Zufällige Prozesse dieser Art können als eine Art randomisiertes Verfahren betrachtet werden, um spezielle Graphenklassen zu erzeugen. Dies kann einerseits mit der Absicht geschehen, Zufallsverteilungen zu simulieren und zu studieren, andererseits aber auch unter dem Aspekt probabilistischer Existenzbeweise, wie sie im einleitenden Abschnitt bereits angesprochen wurden. Die grundlegende Problematik bei solch einer iterativen probabilistischen Methode besteht darin, die Analyse in vernünftig gewählten Abschnitten durchzuführen: Versucht man, nach jedem Schritt eine neue Bestandsaufnahme zu machen, so läßt sich kein Fortschritt messen; wartet man zu lange, dann hat man die Kontrolle über den Prozeß verloren. Vojtěch Rödl demonstrierte 1985 mit einer Strategie, die mittlerweile auch Rödl nibble genannt wird, daß diese Gratwanderung möglich ist, und bestätigte auf diese Weise eine alte Vermutung von Paul Erdős und Haim Hanani über Packungen von Mengen aus dem Jahre 1963. Ein weiterer herausragender Satz, der mit Hilfe dieser Methode bewiesen wurde, ist die Bestimmung der eingangs vorgestellten Ramseyfunktion R(3, t).
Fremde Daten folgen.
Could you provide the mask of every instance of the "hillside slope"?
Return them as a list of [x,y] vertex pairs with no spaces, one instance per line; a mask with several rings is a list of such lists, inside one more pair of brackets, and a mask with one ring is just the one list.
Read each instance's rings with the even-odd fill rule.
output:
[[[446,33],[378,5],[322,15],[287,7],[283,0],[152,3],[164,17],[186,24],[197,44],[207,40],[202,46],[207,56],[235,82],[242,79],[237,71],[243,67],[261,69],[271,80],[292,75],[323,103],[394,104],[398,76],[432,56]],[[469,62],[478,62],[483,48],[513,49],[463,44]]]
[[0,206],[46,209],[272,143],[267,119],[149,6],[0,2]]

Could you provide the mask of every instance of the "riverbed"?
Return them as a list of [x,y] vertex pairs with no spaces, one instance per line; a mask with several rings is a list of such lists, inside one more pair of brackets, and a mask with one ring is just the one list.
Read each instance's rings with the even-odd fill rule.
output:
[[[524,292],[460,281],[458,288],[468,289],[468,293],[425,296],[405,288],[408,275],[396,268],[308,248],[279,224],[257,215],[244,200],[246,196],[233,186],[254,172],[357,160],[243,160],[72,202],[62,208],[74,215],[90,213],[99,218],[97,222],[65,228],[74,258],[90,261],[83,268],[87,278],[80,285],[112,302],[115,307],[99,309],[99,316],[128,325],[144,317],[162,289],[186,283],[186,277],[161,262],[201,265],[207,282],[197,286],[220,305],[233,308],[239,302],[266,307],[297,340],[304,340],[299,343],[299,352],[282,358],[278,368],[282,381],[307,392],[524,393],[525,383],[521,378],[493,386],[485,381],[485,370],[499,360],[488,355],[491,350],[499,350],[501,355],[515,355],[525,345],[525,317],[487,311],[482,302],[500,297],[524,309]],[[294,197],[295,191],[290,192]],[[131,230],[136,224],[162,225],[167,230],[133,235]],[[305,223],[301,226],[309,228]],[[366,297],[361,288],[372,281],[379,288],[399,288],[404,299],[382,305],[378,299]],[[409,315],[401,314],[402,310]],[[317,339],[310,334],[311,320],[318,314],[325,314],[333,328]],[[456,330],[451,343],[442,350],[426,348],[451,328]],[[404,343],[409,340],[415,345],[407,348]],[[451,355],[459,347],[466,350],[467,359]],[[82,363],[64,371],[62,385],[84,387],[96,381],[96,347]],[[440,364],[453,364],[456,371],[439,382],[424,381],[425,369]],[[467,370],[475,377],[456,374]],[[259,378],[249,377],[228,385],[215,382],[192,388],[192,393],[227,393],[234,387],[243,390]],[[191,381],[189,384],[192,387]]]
Jeong Han Kim konnte 1995 zeigen, daß R(3, t) die Größenordnung t2/ln2t hat.

Ausblick

Viele der Fragestellungen für zufällige Graphen übertragen sich in natürlicher Weise auf andere zufällige diskrete Strukturen. Naheliegende „Verwandte“ sind beispielsweise zufällige Matrizen oder zufällige partielle Ordnungen. Letztere stellen, ähnlich wie die bereits erörterten dreiecksfreien Graphen, einen Spezialfall von Graphen dar, den man durch eine zusätzliche Nebenbedingung erhält, in diesem Fall durch die Transitivität. Weitere Beispiele für spezielle Ausprägungen zufälliger Graphen, die zu eigenständigen Forschungsgebieten geführt haben, sind Spin-Gläser und Perkolationstheorie.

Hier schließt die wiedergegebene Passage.